Although the wonderfully bizarre is par for the course, the opening chapter stands out as particularly innovative. This introduction offers some of DC’s finest, each contributing their own style and influence. As Harley sits reading comics imagining herself as a character, Conner and Palmiotti appear in speech bubbles to guide her through the process of creating the series. Together the three test out different artists, with Harley providing commentary on their work. From Bruce Timm to Jim Lee, robot to Rockstar Harley, the story is packed with inside jokes as Harley repeatedly smashes back and forwards through the fourth wall, almost becoming DC’s equivalent to Deadpool. That’s not to say that Harley Quinn is just a re-imaged version of the ‘Merc with the Mouth,’. She seems to fit naturally into the metafictional tropes and brings many unique and clever experimental twists to the medium, and is often used as a proxy for the readers and in general, comic fandom.

In terms of art, Dan Panosian’s 1960s style page is particularly unique with its minimalistic grey wash background and textured tones, and the only colour within comes from the vibrant characters of both Harley and the Joker. After a taste of various artist’s interpretations in the opening story, Chad Hardin primarily takes control of the artwork, and does a fantastic job of bringing the continuing madness to life.
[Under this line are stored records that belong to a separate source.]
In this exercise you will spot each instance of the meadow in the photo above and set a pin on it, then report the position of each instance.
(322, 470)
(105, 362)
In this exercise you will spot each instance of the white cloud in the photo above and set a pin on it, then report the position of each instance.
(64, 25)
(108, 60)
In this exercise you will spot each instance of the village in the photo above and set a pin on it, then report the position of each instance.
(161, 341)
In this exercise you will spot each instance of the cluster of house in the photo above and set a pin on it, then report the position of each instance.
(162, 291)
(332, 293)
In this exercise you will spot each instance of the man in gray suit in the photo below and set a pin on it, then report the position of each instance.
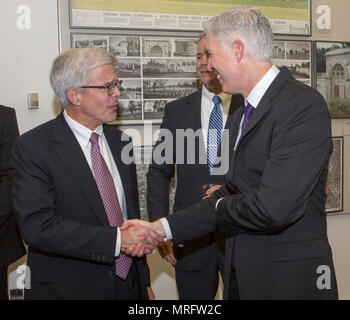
(272, 206)
(196, 262)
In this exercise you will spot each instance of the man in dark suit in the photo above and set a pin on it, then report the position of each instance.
(72, 190)
(196, 262)
(272, 206)
(11, 245)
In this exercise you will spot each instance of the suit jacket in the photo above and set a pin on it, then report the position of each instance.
(62, 218)
(185, 113)
(273, 204)
(11, 245)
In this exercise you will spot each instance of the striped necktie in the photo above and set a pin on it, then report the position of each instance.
(110, 200)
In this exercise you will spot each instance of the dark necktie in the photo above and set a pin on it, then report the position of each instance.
(214, 132)
(248, 111)
(110, 200)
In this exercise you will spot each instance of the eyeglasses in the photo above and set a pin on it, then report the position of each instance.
(109, 86)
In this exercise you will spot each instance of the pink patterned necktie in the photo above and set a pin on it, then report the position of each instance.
(110, 200)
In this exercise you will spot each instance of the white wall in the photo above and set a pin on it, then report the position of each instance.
(25, 61)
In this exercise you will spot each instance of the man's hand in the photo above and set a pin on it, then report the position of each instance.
(139, 238)
(211, 190)
(166, 251)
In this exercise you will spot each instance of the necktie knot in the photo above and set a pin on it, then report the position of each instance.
(248, 111)
(94, 138)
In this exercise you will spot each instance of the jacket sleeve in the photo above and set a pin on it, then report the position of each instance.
(8, 133)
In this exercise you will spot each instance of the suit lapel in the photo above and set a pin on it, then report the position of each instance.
(265, 103)
(69, 150)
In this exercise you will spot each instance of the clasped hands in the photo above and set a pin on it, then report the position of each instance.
(141, 237)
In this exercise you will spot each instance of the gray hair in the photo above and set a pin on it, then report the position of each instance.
(246, 24)
(70, 69)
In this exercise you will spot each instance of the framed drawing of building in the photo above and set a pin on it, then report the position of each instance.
(286, 17)
(334, 188)
(296, 56)
(333, 76)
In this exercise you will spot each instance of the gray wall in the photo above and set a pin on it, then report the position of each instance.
(25, 61)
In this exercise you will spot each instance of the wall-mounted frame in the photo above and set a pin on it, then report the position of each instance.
(334, 188)
(154, 69)
(296, 56)
(290, 17)
(333, 76)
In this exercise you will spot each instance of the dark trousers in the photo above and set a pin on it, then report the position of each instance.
(128, 289)
(202, 284)
(3, 284)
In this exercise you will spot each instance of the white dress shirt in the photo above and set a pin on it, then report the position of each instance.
(83, 135)
(257, 93)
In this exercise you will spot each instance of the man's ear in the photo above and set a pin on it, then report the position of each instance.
(238, 49)
(74, 96)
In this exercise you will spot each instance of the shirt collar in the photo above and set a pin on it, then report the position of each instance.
(261, 87)
(82, 133)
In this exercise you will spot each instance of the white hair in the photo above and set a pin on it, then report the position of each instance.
(69, 69)
(246, 24)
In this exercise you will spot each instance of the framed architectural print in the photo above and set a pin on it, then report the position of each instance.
(296, 56)
(334, 189)
(333, 76)
(286, 16)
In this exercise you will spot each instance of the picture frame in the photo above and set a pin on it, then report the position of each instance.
(296, 55)
(334, 187)
(293, 19)
(333, 76)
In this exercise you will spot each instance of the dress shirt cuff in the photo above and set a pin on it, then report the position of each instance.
(118, 243)
(166, 226)
(217, 203)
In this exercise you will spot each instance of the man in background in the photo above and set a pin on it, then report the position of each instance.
(271, 208)
(11, 245)
(197, 262)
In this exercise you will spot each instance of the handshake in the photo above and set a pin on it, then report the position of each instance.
(140, 237)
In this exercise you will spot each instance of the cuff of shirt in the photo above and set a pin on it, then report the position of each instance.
(166, 226)
(118, 243)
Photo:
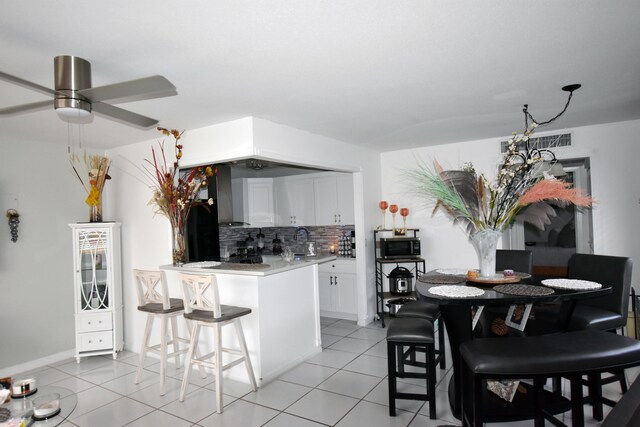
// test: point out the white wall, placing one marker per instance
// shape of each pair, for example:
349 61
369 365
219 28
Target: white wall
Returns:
36 272
615 178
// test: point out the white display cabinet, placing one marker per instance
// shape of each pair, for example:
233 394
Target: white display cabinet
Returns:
97 289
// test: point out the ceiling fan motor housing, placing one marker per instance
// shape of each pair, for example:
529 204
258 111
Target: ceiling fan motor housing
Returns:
72 74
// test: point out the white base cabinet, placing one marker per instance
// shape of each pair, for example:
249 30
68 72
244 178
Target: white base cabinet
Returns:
97 289
337 289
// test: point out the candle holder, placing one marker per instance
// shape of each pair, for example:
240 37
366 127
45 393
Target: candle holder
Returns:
404 212
393 209
383 207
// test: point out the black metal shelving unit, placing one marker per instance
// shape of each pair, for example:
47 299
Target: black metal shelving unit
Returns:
418 268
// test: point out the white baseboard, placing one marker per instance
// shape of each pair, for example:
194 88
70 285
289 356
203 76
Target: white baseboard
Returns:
37 363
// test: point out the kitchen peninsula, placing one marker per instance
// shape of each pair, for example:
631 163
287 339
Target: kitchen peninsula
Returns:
283 328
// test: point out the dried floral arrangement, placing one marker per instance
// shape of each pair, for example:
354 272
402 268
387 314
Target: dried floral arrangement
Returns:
476 203
174 192
92 171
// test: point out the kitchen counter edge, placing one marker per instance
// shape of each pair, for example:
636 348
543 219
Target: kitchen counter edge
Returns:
275 267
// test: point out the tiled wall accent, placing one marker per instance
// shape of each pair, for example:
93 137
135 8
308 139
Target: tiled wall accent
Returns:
325 236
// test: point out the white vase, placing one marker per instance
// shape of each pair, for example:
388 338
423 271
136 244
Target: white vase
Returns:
485 243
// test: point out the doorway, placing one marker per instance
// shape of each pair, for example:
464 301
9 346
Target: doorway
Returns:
570 230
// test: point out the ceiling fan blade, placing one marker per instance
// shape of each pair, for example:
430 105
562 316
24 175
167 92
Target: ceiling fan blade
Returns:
24 83
122 115
133 90
26 108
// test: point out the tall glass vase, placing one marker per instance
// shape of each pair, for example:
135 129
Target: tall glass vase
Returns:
485 243
179 246
95 212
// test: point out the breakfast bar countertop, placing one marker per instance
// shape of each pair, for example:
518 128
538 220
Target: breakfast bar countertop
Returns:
272 264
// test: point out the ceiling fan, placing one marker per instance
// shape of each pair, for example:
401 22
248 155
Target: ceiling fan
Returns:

None of the stories are particularly complex, and some are downright strange, but if you take the graphic novel for what it is; a psychotic ride along in the life of Harley Quinn, then it is definitely one to cheer you up on a rainy day. It’s quirky, it’s silly, it’s everything the character should represent, and is both a credit to her creators, and a modern and unique take on one of DC’s most popular characters. Anyone captivated can follow-up with Power Outage.